Here's What McDonald's Does With Its Leftover Food
When you're exploring your favorite McDonald's hacks and toying with the app to figure out how to save the most cash, you probably aren't thinking hard about food waste. As long as your french fries and chicken nuggets (which were not invented by McD's, by the way) are fresh, does it really matter what the restaurant is doing with its excess food? Actually ... yeah, it does. As a global consumer, you should care about the fact that 133 billion pounds and $161 billion (in 2010 dollars, as per the USDA) are lost in food waste every year. It's an ethical, environmental, and economic problem that we all eventually pay for, in a roundabout way.

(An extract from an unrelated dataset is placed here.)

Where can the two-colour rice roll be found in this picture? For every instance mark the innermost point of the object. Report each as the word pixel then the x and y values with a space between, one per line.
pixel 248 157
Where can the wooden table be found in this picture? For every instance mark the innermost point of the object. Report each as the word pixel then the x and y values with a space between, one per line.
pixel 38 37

McDonald's claims, on its website, that it "keeps a close eye" on what foods need to be prepared at what times of day as per traffic patterns, all the better to minimize waste before it's created. The company alleges that less than one percent of food is wasted. McDonald's admits that it doesn't donate leftovers as that would violate its food safety rules but states that cooked food that isn't consumed is at least composted.

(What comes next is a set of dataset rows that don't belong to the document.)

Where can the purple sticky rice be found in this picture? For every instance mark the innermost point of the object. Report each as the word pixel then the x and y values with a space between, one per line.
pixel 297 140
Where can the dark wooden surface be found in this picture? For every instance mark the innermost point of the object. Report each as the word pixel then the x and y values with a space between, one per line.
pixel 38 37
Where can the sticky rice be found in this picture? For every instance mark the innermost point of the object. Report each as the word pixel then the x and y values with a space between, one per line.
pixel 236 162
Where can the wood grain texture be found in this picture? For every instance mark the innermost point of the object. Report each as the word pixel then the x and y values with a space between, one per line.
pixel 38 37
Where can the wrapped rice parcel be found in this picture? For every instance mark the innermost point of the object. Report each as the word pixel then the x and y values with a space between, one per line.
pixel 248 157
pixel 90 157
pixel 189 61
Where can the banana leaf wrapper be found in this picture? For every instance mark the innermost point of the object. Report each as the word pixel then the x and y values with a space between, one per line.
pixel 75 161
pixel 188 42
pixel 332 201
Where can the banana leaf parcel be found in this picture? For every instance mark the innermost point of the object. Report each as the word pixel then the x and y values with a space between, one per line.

The company's procedures are in lockstep with the U.S. Environmental Protection Agency's (EPA) hierarchy for dealing with retail food waste, which prioritizes prevention. Although this may vary by location, it also seems that McDonald's occasionally donates unused ingredients — which haven't been cooked — to partner organizations in local communities. This all sounds benign, if not even a little virtuous, but the reality may be quite different, if difficult to prove.
Some claim that McDonald's is McWasting a ton of food, but is it true?
Some allege that, given the five minutes that McDonald's officially claims to hold its fries, there is no way for the Golden Arches to avoid tremendous amounts of wasted product, especially if employees are trying to stay ahead of mealtime rushes. Whether or not this is true is hard to prove — and is oftentimes based on speculation or rumor, not verified fact.
Meanwhile, some self-proclaimed McDonald's employees writing on Reddit claim to have witnessed food waste at their franchise locations. "It depends who is back there and what their mood is at the time at my store," one alleged employee stated when discussing product holding times. "For example, next week we have corporate at our store for 3 days, so either we will have to drop less product or we will end up throwing away more food."
On another thread, a manager's cavalier attitude towards condiments incensed one Redditor: "I'm told by my closing manager that we have to start wasting the table product – lettuce, onions, pickles, etc. – by the end of the night according to our supervisor. regardless of if it's still capable of being saved with saran wrap for the lunch shift tomorrow." Elsewhere, employees at certain stores claimed they could get in trouble for eating expired food themselves, even if the alternative was the trash can. Still, remember that all this is speculative and that many decisions may come via individual franchisees, not necessarily corporate.